Bobby: “In 1974/5 the words were women’s liberation and bra burners. Feminism became a word that I became aware of about this time, and I went to an incredible series of evening classes called the Philosophical Analysis of Feminism, which was profoundly life-changing to kind of understand the rationale in a much more complex way.
“But I was sort of in between generations. I didn’t do that, and I wasn’t part of any of those groups. I agreed with that, but it’s the language that’s changed. It’s so different. You didn’t have the internet, you didn’t have those conversations, and so it was what was in my head that was doing it, and nobody else was doing anything quite like that.”

How important is it to have these exhibitions? Do you think that would have changed your journey through art if there had been women focused and feminist focused exhibitions?
Bobby: “Well, there were, I just didn’t know. Finally in 1980, I was invited to be in a show at the Institute of Contemporary Arts where I’d done a lot of work in the 70s. It was called About Time, sort of framing feminism, and there were two big shows; one was visual arts and one was time-based work or performance. I did a show and that’s where I saw this work. It wasn’t cake and sugar, but it was like fabric and photography and all this, and I thought, ‘oh, it’s not just me’. I didn’t know those artists, and they’d been doing that, and I’d been doing this, and then we connected. It was a wonderful, wonderful exhibition to be part of because we all had similar passions and ideas, but we didn’t know about each other necessarily, unless you were part of a collective, and so as I got older, I found, ‘oh, yeah, they were doing that’, and then you don’t feel so alone.
“And actually, just to tip in that I think a lot of us didn’t know about each other because we had children. I had my first child in 1983, and I became completely cut off from the art world and did other work for a while. I ended up making my own work for eight years until I came back with performance, and I think that you’re quite isolated. You weren’t hanging out in the studio because you didn’t have time to look after your children and work.”

And of course you can’t be here every day, who are hosts this time around?
Bobby: “We’ve got 11 [University of Manchester masters students] and they have to do 20 days work experience. They’re going to be the hosts. So, we’ve trained them and there’s going to be at least five of them every day. And we have a host producer this time. So they’re kind of running the house. And what worked so incredibly well was that they all got a huge amount out of it. They come from different parts of the world, actually, and the same as in London. And so they brought their own kind of cultural view on hosting and hospitality and how to behave. Some of the boys [in London], they said, ‘that man, that father, he’s just lazy sod, isn’t he? He’s just sitting there watching the telly’. And I went, ‘no! He’s my father! He’s a lovely man!’

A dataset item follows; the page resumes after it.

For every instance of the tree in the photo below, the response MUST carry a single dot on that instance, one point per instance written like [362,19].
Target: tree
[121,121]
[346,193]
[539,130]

“So, all of these discussions about roles, and also people can talk to them. That’s something I would love. I’ve done a lot of work that’s performances. And then people go, and they talk to each other. But this is particularly wonderful to have the chance where people can talk to the hosts and each other and come back again. And it’s free! You can’t stay too long because we get people coming and going but you can go round and round.”
Bobby Baker’s An Edible Family in a Mobile Home at the Whitworth is open from 7 March 2025 until 20 April 2025 between 10.30am-4pm on Wednesdays, Fridays, Saturdays, Sundays and 2pm-8pm on Thursdays. It is part of the Women in Revolt exhibition that runs from 7 March to 1 June 2025.